Le transfert effectif de peine reste exceptionnel. La Turquie n’a signé la convention de Strasbourg de 1983 qu’avec de nombreuses réserves, et elle exige notamment que la personne ait déjà purgé une partie significative de la peine sur son sol.

Le business des « valises sponsorisées » en chiffres

Personne ne connaît le volume exact, mais les services de police français et européens estiment que plusieurs centaines de jeunes Européens sont approchés chaque année par ce type de proposition.

Sur ces contacts, une toute petite partie accepte (peut-être 5 à 15 % selon les années et les filières). Parmi ceux qui acceptent, une proportion non négligeable se fait intercepter, surtout lors des transits à Istanbul, Dubaï, Doha ou Addis-Abeba.

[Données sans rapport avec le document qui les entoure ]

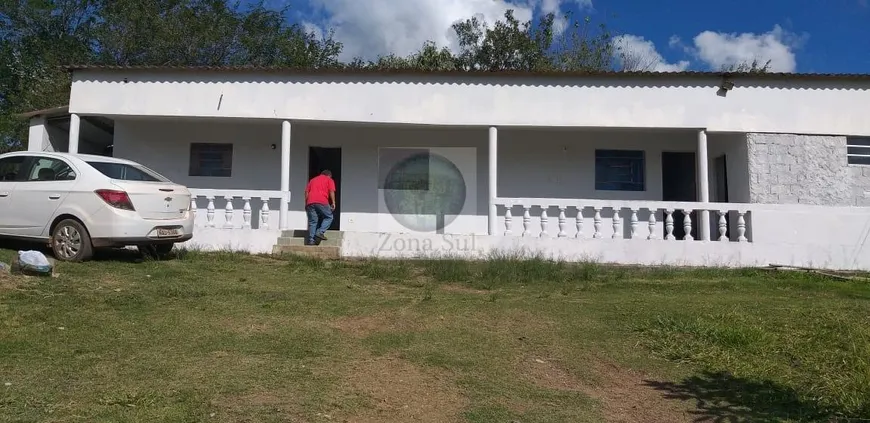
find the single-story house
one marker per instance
(694, 168)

La Turquie reste l’un des pays qui interpelle le plus de « mules » européennes ces dernières années, devant les Émirats arabes unis et l’Indonésie.

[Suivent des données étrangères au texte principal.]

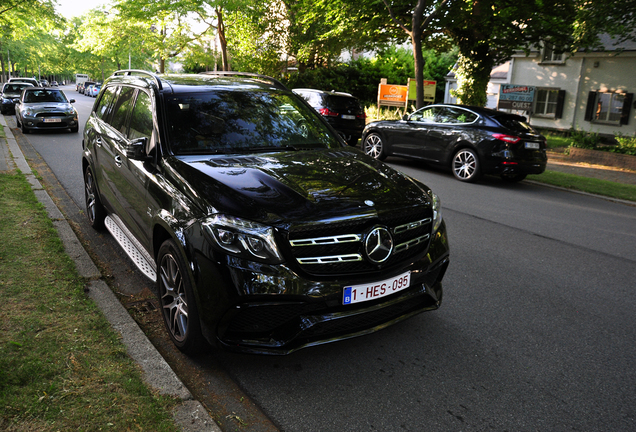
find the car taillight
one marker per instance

Que risquent réellement les mules aujourd’hui ?

PaysPeine type pour 20-30 kg de cannabisLibération conditionnelle envisageable après
Turquie10 ans → perpétuité≈ 6-7 ans
Émirats arabes unis7 à 15 ans + amende≈ 5 ans
Indonésie5 ans → perpétuitéTrès rare
France (si interpellée à l’arrivée)5 à 10 ans (souvent avec sursis partiel)1 à 4 ans

Le contraste est saisissant.

Et maintenant ?

Pour les deux jeunes femmes, l’avenir immédiat est très sombre. Appel possible, mais les chances de voir la peine fortement réduite restent faibles au vu de la quantité et du type de produit. La meilleure hypothèse réaliste à court terme serait une libération conditionnelle après environ 6 à 7 ans, avec très probablement obligation de quitter le territoire immédiatement après.

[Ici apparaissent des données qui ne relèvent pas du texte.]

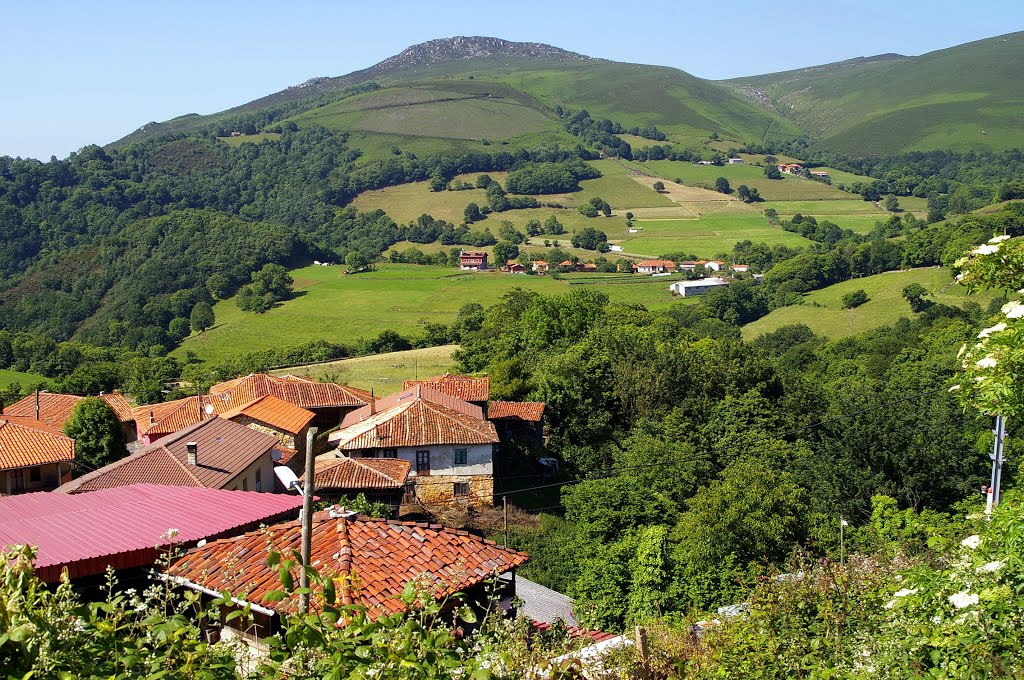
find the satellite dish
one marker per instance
(287, 477)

Leur affaire rappelle cruellement une réalité que beaucoup préfèrent ignorer : dans le monde des stupéfiants, il n’existe pas vraiment de « petites mains innocentes ». Même la mule qui n’a jamais touché à la marchandise est un maillon essentiel de la chaîne, et les pays de transit ou de destination n’hésitent plus à faire des exemples avec des profils qui sembleraient « excusables » en France.

Alors que les réseaux sociaux continuent de faire circuler des offres de voyages « trop belles pour être vraies », le message est limpide : quand le billet est presque gratuit et que les valises ne vous appartiennent pas… il y a fort à parier que vous êtes en train de payer le prix le plus élevé qui soit.

Un prix qui se compte aujourd’hui en années de vie volées, à des milliers de kilomètres de chez soi.